The fact that the next time Clover repeated the same word - "Capital" - the same thunder replied in its gospel call-and-response only compounded the humor, the avowedly secular death's door conversion. It was money's fault, wasn't it. (Or not fault--laugher.)
And the thing about opulence is someone will always enjoy it. (The recent Paul Goldberger article in the New Yorker lauding the new Stern palace on CPW reads like an advertisement--pay no attention to the man behind the curtain, etc.) Clover reminded me of this through the title of one of his terrific poems, which referred to the first mall in the world ever constructed, in Brussels: the Galleries St-Hubert. As if by some force, Farrah and I were drawn through the central streets of Brussels to the glassed promenade when we visited Belgium last year. I would glibly call it an American thing, and yet only in imitation.

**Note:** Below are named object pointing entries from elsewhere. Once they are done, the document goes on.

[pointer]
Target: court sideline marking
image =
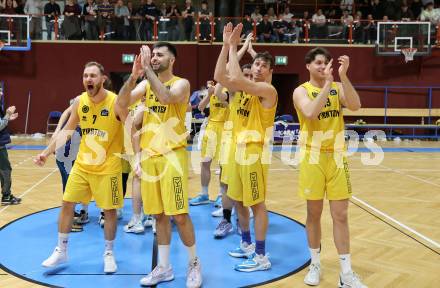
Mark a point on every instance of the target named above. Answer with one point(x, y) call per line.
point(30, 189)
point(437, 245)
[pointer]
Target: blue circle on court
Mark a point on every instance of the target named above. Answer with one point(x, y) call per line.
point(27, 241)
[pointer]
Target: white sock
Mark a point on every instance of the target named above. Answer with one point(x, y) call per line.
point(191, 252)
point(109, 245)
point(137, 217)
point(63, 238)
point(164, 255)
point(345, 261)
point(315, 254)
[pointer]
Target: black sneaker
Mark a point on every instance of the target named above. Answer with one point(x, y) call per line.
point(10, 200)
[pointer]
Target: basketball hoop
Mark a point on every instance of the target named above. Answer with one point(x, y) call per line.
point(409, 54)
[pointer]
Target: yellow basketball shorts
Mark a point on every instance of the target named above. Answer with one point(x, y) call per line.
point(324, 174)
point(106, 189)
point(126, 167)
point(247, 175)
point(164, 183)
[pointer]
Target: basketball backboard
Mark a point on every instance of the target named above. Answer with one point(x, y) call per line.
point(392, 37)
point(14, 32)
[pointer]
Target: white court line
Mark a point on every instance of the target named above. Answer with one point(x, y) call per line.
point(30, 189)
point(437, 245)
point(21, 162)
point(399, 171)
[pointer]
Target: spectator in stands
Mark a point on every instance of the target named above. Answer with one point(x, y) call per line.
point(256, 16)
point(280, 28)
point(358, 29)
point(122, 24)
point(416, 8)
point(205, 21)
point(377, 9)
point(346, 21)
point(347, 5)
point(163, 21)
point(248, 24)
point(173, 13)
point(5, 165)
point(8, 6)
point(138, 21)
point(188, 19)
point(72, 21)
point(150, 14)
point(271, 14)
point(404, 14)
point(364, 7)
point(34, 8)
point(318, 27)
point(265, 30)
point(293, 32)
point(90, 12)
point(105, 19)
point(430, 14)
point(131, 27)
point(52, 11)
point(20, 7)
point(370, 30)
point(287, 15)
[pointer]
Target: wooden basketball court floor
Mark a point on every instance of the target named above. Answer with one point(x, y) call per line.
point(394, 215)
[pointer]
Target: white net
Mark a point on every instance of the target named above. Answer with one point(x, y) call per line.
point(409, 54)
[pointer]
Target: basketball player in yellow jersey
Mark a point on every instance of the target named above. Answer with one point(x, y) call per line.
point(97, 169)
point(163, 166)
point(323, 169)
point(254, 116)
point(211, 141)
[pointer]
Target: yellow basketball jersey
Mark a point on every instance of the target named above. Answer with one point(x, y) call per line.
point(251, 116)
point(163, 126)
point(102, 136)
point(327, 126)
point(128, 147)
point(218, 110)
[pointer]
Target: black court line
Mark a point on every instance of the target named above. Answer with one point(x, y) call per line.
point(389, 224)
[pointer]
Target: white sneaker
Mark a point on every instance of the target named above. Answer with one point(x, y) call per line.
point(159, 274)
point(313, 276)
point(134, 226)
point(109, 262)
point(149, 221)
point(350, 280)
point(219, 212)
point(58, 257)
point(194, 274)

We had a free evening and returned in the mall to a movie theater sliced off the Rue de la Reine to see the excellent, conveniently wordless German documentary Our Daily Bread. Annals of late capitalism, the film presents completely compelling images of the efficient, heavily mechanized food production system that can vacuum every nut from a well-shaken tree, carefully cover acres of root vegetable furrows in gleaming mylar blankets, and, with only a resolute, industrial thud, truss pigs calmly onto an elegant stainless steel Catherine wheel and unzip them at the belly. It's an unsparing film to watch, but excellent and inspiring, offering stories from the slow motion apocalypse that has been going on, to judge by the two-century mall on Brussels' Grand-Place, basically forever. Cue the sound effects, turn down the iPods.